Recent media coverage of the Tiger Woods scandal illustrates the speed with which a text message can go from a seemingly “private” communication, for the intended recipient’s eyes only, to Wednesday’s Access Hollywood, David Letterman’s Top 10 Tiger Woods Texts List on Thursday , and just about every celebrity gossip website and magazine out there. While Woods’ extramarital affairs would no doubt be at the center of a media frenzy regardless, the text messages provided by Woods’ lovers provides concrete evidence supporting what might otherwise just be speculation. With the text messages circulating the web, delving into the depths of what Woods mistakenly believed to be private communications can be as easy as typing “Tiger Woods text messages” into Google. Various verbatim exchanges between Woods and his alleged paramours are open to the public to read and analyze at their leisure. Unfortunately for Woods, text message exchanges with the subjects of his extramarital affairs are also accessible to his wife, and to the attorney she hires in the event of a divorce.

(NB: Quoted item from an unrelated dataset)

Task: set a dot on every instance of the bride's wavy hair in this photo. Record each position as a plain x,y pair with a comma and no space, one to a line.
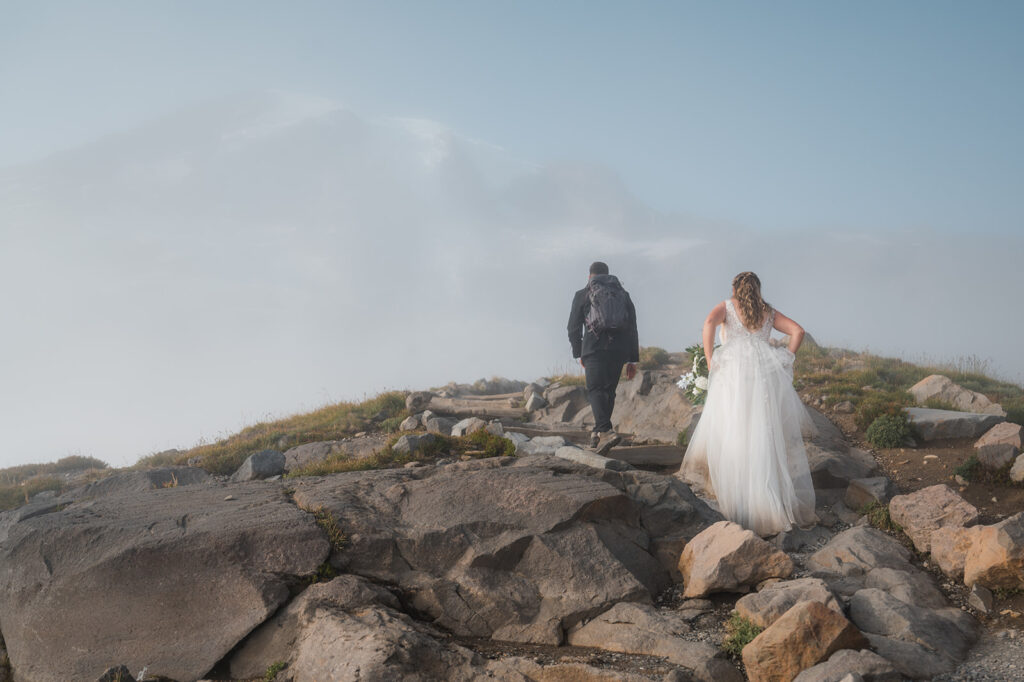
753,308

While it might not make the late night talk shows or celebrity gossip sites, texting frequently leads to big trouble for people who are not Tiger Woods. A text message with a paramour can reveal an extramarital affair to the unsuspecting spouse who accidently comes across it, or confirm the suspicions of a suspecting spouse who looks through their cheating spouse’s phone. After a divorce is filed, text messages provide powerful and often embarrassing evidence of infidelity by the cheating spouse during the marriage.
In today’s world it is easy to be seduced by the ease and immediacy of text messaging. Texting can be particularly appealing to those involved in extramarital affairs due to the illusion of privacy this method of communication offers. People text things that they may not feel comfortable saying in person or over the phone (for example, “sexting”). But they often don’t realize the extent to which text messages are accessible by people other than the intended recipient. Texting, like e-mail, credit cards, and phone bills, leaves a trail. Telephone companies keep records that can be subpoenaed and used as evidence of infidelity in a divorce proceeding. Also, there is nothing to prevent a scorned or opportunistic lover from saving the messages, sending them to the cheating spouse’s husband or wife, or in Wood’s case, leaking them to popular media outlets for publication.
For the cheating spouse, the moral of Wood’s texting indiscretions is that texting can spell big trouble for you, in your marriage and in your divorce. For the spouse who is cheated on and his or her attorney, use the cheater’s texting troubles to your advantage as great evidence for your adultery claim.